As someone who has extensively used both Cinnamon and Plasma: I find Plasma a lot less polished, by a huge margin. Not only do settings have unusual defaults and are located in places you wouldn’t expect, it also often has desktop-breaking bugs out of nowhere even in stable versions, and this has only gotten worse with Wayland. Even as someone who has been using Arch for years now, I still struggle with getting Plasma to not shit itself every once in a while.
Cinnamon on the other hand does have a lot less features out of the box, but the few things it does, it does them well, and every setting is where a sane person would search for them.
I would not recommend Plasma to a Linux beginner at all. It’s the kind of unpolished mess that would make anyone who doesn’t care enough about computers to just give up and go back to Windows.
I am running Plasma 6.2.1 as we speak. Admittedly, yes, using Arch has certainly made it less stable. But more often than not, when I search the web for some strange behavior/bug/limitation in my desktop, I often find dozens of threads with lots of people reporting the same misbehavior or limitation from all over the distro space, and I have come to the conclussion that it’s not entirely Arch’s fault at that point.

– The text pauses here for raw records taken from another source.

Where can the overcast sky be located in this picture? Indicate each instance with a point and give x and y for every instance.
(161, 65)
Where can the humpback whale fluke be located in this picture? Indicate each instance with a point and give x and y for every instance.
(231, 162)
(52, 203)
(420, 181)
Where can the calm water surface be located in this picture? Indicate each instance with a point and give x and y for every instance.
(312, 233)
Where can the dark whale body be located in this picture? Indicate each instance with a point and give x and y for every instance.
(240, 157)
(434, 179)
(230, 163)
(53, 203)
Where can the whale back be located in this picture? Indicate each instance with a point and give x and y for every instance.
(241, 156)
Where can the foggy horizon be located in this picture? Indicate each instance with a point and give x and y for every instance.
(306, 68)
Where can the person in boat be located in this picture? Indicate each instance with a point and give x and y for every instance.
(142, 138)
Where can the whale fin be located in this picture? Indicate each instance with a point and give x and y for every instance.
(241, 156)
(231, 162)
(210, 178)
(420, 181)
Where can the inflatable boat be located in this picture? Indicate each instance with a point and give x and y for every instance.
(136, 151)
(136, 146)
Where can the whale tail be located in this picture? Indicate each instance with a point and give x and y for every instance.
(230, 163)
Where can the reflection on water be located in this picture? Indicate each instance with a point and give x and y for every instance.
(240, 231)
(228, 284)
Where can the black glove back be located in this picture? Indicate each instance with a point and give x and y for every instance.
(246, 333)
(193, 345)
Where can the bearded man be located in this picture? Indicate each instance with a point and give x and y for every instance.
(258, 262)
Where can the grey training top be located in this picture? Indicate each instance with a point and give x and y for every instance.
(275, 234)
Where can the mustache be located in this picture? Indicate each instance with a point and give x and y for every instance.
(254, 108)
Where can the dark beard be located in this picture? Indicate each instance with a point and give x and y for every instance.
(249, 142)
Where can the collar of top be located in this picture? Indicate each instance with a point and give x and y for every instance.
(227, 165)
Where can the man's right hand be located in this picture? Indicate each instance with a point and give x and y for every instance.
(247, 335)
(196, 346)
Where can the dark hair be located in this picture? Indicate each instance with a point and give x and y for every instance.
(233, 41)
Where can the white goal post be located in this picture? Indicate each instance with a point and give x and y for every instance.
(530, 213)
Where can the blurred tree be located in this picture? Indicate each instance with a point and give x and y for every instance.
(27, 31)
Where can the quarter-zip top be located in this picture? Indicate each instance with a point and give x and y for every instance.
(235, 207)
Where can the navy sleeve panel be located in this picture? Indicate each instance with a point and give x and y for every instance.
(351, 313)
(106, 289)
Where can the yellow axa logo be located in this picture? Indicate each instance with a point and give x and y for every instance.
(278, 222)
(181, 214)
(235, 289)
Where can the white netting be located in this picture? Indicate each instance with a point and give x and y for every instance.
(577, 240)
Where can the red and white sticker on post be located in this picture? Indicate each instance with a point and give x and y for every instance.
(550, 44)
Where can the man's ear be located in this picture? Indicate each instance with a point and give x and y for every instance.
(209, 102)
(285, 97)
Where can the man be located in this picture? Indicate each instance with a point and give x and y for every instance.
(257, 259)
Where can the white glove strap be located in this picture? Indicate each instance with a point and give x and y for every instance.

Have you done literally any customization to panels? I swear that shit keeps crashing whenever I do so much as unpinning a simple app launcher plasmoid, and even if it didn’t crash, it still takes patience to navigate through all the menus. They completely overhauled the way panel settings look and behave, and I still find the experience annoying as hell. In contrast, customizing panels is pretty straightforward in Cinnamon, and works as expected. It merely doesn’t look as good.
I don’t hate Plasma, or else I would have switched to another DE by now, but this is mostly because I have learned to tame it, and that took a lot of effort that no beginner should have to go through. Cinnamon is like, the polar opposite of that, which is why I’m okay with it being religiously recommended to beginners.
KDE’s priorities are just kinda weird. I have the similar issues with Krita, an otherwise excellent drawing program.